In college I took a course on nonviolence as taught and practiced by Martin Luther King, Jr. It included an exploration of Dr. King’s work during the civil rights movement in the United States in the 1960s. I then taught a class on this philosophy to high school students. Later on, I went to India to study the nonviolent philosophy, as lived by Mahatma Gandhi, and learned about its enormous effects on freedom in India. Loving everyone in thought and deed was what I absorbed from this study.
When I began studying Christian Science, I took things even further. I continued with the ideas of love and nonviolence, and was beginning to understand the deep spiritual, metaphysical fact that God, Spirit, divine Love, made us in His image.

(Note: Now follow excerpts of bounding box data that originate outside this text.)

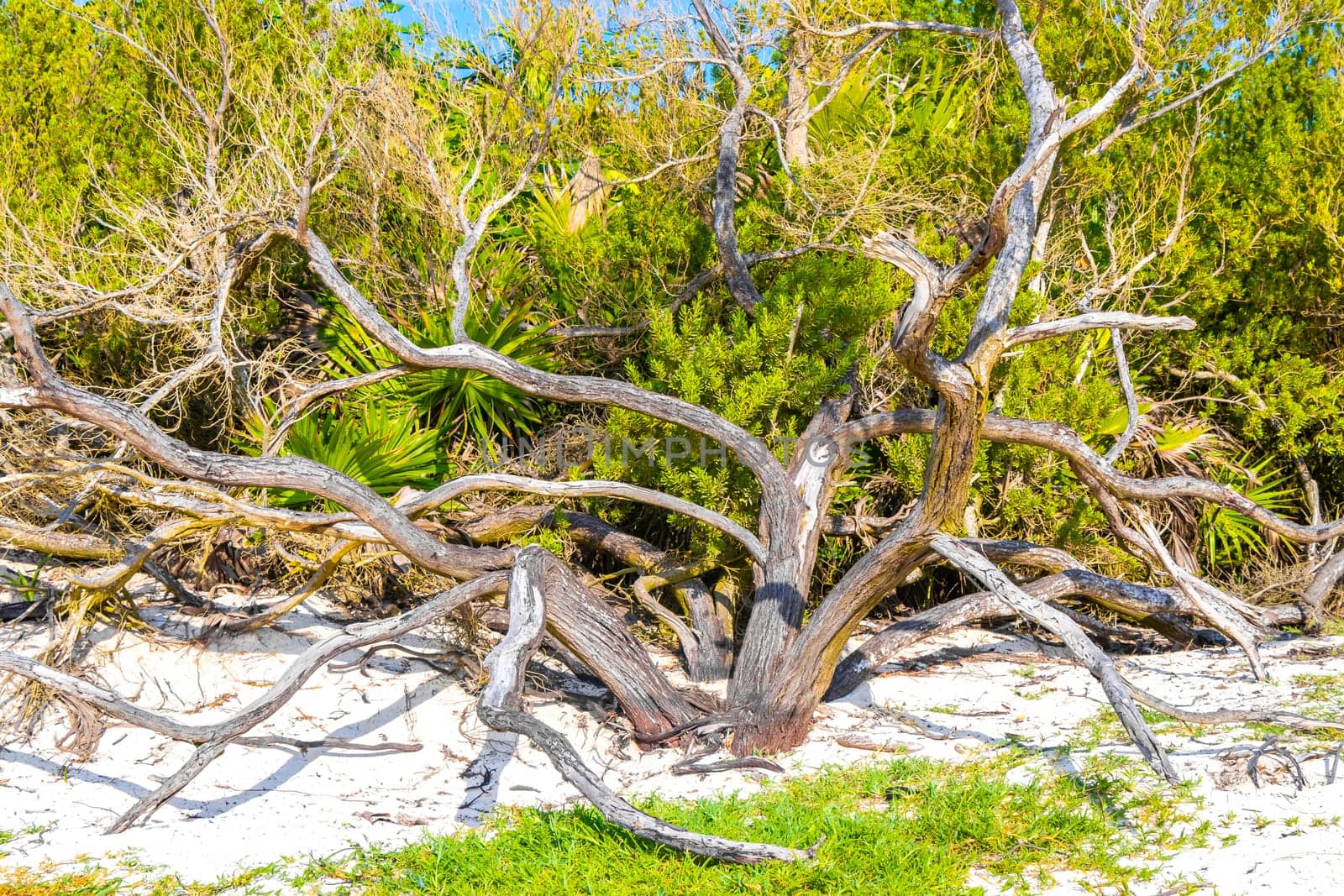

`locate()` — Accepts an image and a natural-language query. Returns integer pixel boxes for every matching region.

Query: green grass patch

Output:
[0,751,1210,896]
[296,757,1203,896]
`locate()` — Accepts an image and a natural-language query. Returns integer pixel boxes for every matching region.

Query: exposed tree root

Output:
[0,572,507,833]
[475,548,820,865]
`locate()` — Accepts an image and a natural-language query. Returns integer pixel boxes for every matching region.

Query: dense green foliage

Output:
[0,0,1344,596]
[302,760,1199,896]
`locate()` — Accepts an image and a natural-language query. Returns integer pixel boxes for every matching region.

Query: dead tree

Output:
[0,0,1327,861]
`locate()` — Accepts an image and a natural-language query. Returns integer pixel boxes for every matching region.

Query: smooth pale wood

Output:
[475,547,816,865]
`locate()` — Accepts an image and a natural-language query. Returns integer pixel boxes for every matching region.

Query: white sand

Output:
[0,590,1344,896]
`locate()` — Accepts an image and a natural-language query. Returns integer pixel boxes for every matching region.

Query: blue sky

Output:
[392,0,493,36]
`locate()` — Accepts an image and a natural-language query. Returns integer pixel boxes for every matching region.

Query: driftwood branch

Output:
[475,548,817,865]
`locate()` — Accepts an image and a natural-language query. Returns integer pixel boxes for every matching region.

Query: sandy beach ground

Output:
[0,585,1344,896]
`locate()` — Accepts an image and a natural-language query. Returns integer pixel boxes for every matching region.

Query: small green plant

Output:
[321,295,554,445]
[0,553,51,607]
[244,401,450,509]
[1199,454,1297,567]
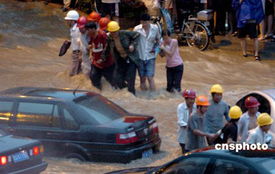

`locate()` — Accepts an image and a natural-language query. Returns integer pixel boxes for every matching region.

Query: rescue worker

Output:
[98,17,110,32]
[87,11,101,24]
[238,96,260,143]
[77,16,91,78]
[177,89,196,154]
[65,10,81,76]
[214,106,243,144]
[134,13,161,91]
[85,22,115,90]
[186,96,216,150]
[205,84,230,139]
[107,21,140,95]
[247,113,273,145]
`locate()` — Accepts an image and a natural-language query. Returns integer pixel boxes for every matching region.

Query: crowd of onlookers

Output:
[177,84,273,153]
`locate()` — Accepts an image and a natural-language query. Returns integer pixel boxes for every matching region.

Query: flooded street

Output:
[0,0,275,174]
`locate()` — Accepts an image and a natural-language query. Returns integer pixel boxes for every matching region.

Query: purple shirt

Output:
[165,39,183,68]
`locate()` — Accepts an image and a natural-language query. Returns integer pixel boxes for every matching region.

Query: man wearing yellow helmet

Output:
[247,113,273,144]
[214,106,242,144]
[205,84,230,141]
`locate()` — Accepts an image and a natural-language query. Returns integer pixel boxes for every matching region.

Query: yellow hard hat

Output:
[196,95,210,106]
[257,113,273,126]
[228,106,243,119]
[107,21,120,32]
[210,84,223,93]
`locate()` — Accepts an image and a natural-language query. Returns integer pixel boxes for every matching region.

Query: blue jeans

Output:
[138,58,156,77]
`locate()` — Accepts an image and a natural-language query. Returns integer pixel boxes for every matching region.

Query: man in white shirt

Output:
[65,10,81,76]
[177,89,196,154]
[238,96,260,143]
[247,113,273,145]
[134,14,161,91]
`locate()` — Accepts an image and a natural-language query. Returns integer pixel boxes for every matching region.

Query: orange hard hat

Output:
[196,95,210,106]
[244,96,260,108]
[98,17,111,30]
[77,16,88,28]
[87,11,101,22]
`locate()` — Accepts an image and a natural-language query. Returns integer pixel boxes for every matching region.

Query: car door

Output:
[13,100,63,152]
[212,159,257,174]
[161,157,211,174]
[0,99,15,133]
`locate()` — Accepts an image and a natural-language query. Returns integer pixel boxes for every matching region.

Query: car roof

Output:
[0,87,99,101]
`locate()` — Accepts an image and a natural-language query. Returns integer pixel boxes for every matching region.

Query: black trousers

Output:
[115,57,137,95]
[166,64,184,92]
[90,64,115,90]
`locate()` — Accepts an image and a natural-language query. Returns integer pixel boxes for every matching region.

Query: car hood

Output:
[0,135,38,153]
[105,166,159,174]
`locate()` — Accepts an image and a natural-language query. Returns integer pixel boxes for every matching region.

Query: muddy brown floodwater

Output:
[0,0,275,174]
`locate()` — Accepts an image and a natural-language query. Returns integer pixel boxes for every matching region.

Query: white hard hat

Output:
[64,10,79,21]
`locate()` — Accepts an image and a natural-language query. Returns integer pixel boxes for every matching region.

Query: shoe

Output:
[255,56,261,61]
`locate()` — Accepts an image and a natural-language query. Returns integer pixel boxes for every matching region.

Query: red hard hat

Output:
[182,89,196,99]
[77,16,88,28]
[98,17,111,30]
[244,96,260,108]
[87,11,101,22]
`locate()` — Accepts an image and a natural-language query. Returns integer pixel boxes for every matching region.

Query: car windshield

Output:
[74,95,127,124]
[261,158,275,174]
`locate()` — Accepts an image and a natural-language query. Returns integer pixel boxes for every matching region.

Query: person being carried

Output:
[77,16,91,78]
[85,22,115,90]
[205,84,230,144]
[65,10,81,76]
[134,13,161,91]
[246,113,273,146]
[186,96,216,151]
[161,31,184,92]
[177,89,196,154]
[238,96,260,143]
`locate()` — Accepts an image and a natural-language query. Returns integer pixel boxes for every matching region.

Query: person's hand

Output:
[129,45,135,52]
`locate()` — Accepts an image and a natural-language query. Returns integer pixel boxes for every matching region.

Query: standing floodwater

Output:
[0,0,275,174]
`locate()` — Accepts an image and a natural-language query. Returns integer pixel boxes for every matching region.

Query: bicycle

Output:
[153,8,212,51]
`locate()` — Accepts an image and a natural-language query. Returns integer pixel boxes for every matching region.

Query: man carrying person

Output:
[107,21,140,95]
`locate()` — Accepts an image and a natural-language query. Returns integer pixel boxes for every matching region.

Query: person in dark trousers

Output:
[232,0,264,60]
[161,31,184,92]
[85,22,115,90]
[214,106,243,144]
[107,21,140,95]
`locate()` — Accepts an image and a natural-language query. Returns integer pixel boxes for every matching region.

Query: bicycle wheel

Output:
[186,22,210,51]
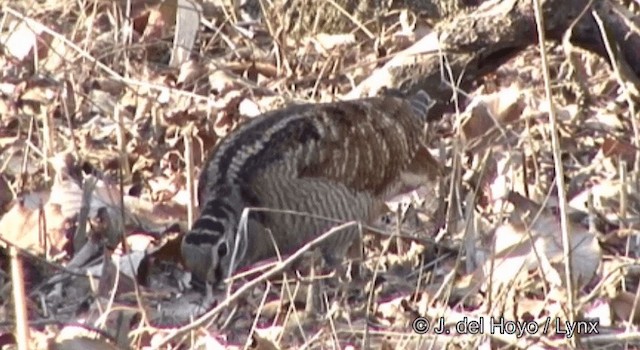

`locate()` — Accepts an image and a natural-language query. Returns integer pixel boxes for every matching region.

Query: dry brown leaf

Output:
[0,20,48,61]
[0,202,67,255]
[484,213,601,287]
[462,87,525,141]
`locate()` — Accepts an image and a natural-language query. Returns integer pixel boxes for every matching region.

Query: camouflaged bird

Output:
[182,91,440,284]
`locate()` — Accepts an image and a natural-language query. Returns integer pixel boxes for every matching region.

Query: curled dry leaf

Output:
[462,86,525,141]
[0,202,67,255]
[484,213,601,290]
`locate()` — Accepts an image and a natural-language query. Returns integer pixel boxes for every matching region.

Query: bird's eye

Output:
[218,241,229,258]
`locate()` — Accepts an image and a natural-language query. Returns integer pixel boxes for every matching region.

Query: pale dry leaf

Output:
[462,86,525,141]
[309,33,356,54]
[484,213,601,287]
[0,202,67,255]
[0,20,43,61]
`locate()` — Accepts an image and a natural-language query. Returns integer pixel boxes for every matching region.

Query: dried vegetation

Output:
[0,0,640,349]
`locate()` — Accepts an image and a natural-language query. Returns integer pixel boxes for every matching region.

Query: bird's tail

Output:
[409,90,436,123]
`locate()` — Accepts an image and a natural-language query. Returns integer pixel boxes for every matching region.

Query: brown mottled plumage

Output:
[182,91,440,283]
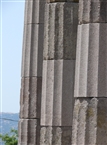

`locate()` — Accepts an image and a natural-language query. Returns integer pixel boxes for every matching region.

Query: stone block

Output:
[41,60,75,126]
[44,2,78,60]
[72,98,107,145]
[40,127,72,145]
[24,0,46,24]
[20,77,42,119]
[18,119,40,145]
[74,23,107,97]
[79,0,107,24]
[21,24,44,77]
[47,0,79,3]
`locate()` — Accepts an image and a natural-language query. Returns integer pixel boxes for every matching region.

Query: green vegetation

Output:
[0,129,18,145]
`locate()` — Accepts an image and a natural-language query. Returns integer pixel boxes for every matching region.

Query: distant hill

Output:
[0,112,19,145]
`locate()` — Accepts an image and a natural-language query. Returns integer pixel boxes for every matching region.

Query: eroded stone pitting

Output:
[72,98,107,145]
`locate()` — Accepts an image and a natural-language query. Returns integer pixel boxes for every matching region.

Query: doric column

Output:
[40,1,78,145]
[72,0,107,145]
[18,0,45,145]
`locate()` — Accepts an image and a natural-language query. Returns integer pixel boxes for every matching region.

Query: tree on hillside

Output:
[0,129,18,145]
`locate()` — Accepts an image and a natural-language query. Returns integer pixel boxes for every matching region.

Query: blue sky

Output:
[0,0,24,113]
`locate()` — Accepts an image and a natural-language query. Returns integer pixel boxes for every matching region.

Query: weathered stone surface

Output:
[47,0,79,3]
[21,24,44,77]
[20,77,42,119]
[18,119,40,145]
[72,98,107,145]
[74,23,107,97]
[40,127,72,145]
[79,0,107,24]
[41,60,75,126]
[24,0,46,24]
[44,2,78,60]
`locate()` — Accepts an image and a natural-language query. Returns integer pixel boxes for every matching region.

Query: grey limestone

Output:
[74,23,107,97]
[40,127,72,145]
[21,24,44,77]
[20,77,42,119]
[72,98,107,145]
[18,119,40,145]
[79,0,107,24]
[44,2,78,60]
[47,0,79,3]
[24,0,46,25]
[41,60,75,126]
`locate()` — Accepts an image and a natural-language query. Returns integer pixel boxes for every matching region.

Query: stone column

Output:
[72,0,107,145]
[18,0,45,145]
[40,2,78,145]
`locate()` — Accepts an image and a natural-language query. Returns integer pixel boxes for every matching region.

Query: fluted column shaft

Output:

As spiritual ideas of our creator, we have a natural understanding that we do not include hate, abuse, violence, or any evil.
I thought about a nonviolence march I’d participated in with fellow college students when we sang, “We shall overcome. . . .” I realized that, in fact, in God’s kingdom there is actually no hatred to overcome. Hatred and abuse are not things we have to learn to live with, since they have no basis in God. Praying and working for justice are important, and yet, as God’s children, we each already are and always have been the expression and image of divine Love, experiencing and sharing only love. As we diligently pray in this way, we’ll see signs of hatred and division diminishing.